Hi Furry,
Not too much time to hang around on forums today, were you following some specific guide or tutorial on how to set things up?
For VLANs
here’s a brief primer:
It’s usually best to test the VLAN port by plugging in your laptop in that port and seeing what works what doesn’t.
Maybe routing / nat is fine in general and grandstream needs UPNP?
Check what works what doesn’t with your laptop.
Is sip/soft-phone an option you can test out?
For NAT:
… and SNAT/DNAT/hairpin/firewall stuff.
When you setup forwarding in a consumer router UI, behind the scenes you’re getting a DNAT rule in the firewall that rewrites the destination IP address within a packet coming from the internet, and you get a firewall hole that allows connections from any internet IP to your internal IP as long as the destination tcp or udp port is e.g. 1234.
UPNP allows software to do the same thing without having to bother a human to go into a webui and click on things.
DNAT == Destination NAT == NAT that overwrites the destination address of the original tcp/udp packet.
SNAT == Source NAT == NAT that overwrites the source address of the original tcp/udp packet.
This rewriting is done in the firewall in the “mangle” phase, which happens before the “filtering” phase. (phase of processing, people call it also “chain” or “table”).
For this rewriting to be practically useful, packets going in the other direction need to be re-written too and also whitelisted in the firewall symmetrically, otherwise you can’t really have connections. This other-direction-rewriting is not something that needs to be set-up manually - these SNAT and DNAT rules will automatically add connection tracking entries when they see the initial packet and will take care of mangling packets going in the other direction accordingly as well.
After the packets are mangled/rewritten, filtering comes along. If doing this manually, you’d need to ensure this original packet (when you want to allow a connection) makes a connection tracking entry, and then you’d need to ensure that future packets belonging to that connection going in either direction are allowed. This is not done automatically by any magical NAT rule. You’ll need at least 2 rules, one to allow any existing connection in a table (sometimes called related/established), and one to pick what to add into that table. e.g. anything originating on your LAN going to the internet, or anything coming from the internet to your LAN webserver onto port 8080. You’ll see this referred to as “statefull firewall” - since connection state is being tracked, or maybe referred to as “ctstate” in some places.

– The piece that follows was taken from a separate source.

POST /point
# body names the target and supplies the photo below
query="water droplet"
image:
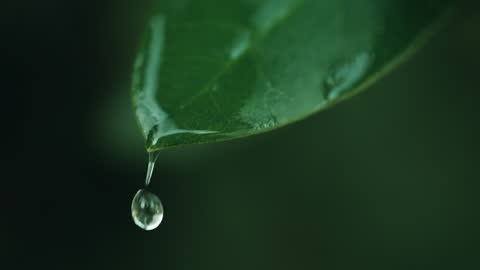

Hairpin Nat == not only redirect connections coming to the router from the internet, but also redirect connections from any other host on the same network. This is probably not useful to you for VoIP. It’s useful if you want to run a webserver at home and access it using the same public IP address and port as you would from the internet. (e.g. you’re using duckdns or similar). Reason this is a special case is because it requires using both DNAT and SNAT to pull off. If you were only using DNAT, browser host would send a packet to the router, router would rewrite dst ip, and send it to the webserver, webserver would look at where packet came from (your browser host) and would send a reply packet back to your browser host directly. Your browser host does not expect that packet since it thinks (or it only knows) that it’s talking to the router ip, so it discards this random looking packet and things don’t work. Additional SNAT fixes this by lying to the webserver - it overwrites the src ip of the packets as well, so that webserver replies to the router, which can then fix the src/dst IPs for your browser host, so that it too thinks it’s only talking to the router.
This NAT mess is why network people were enthusiastic about IPv6 originally. Turns out folks still want statefull firewalls even on IPv6 and having to know both IPv6 and IPv4 inside and out is strictly more complicated than knowing just one of the two.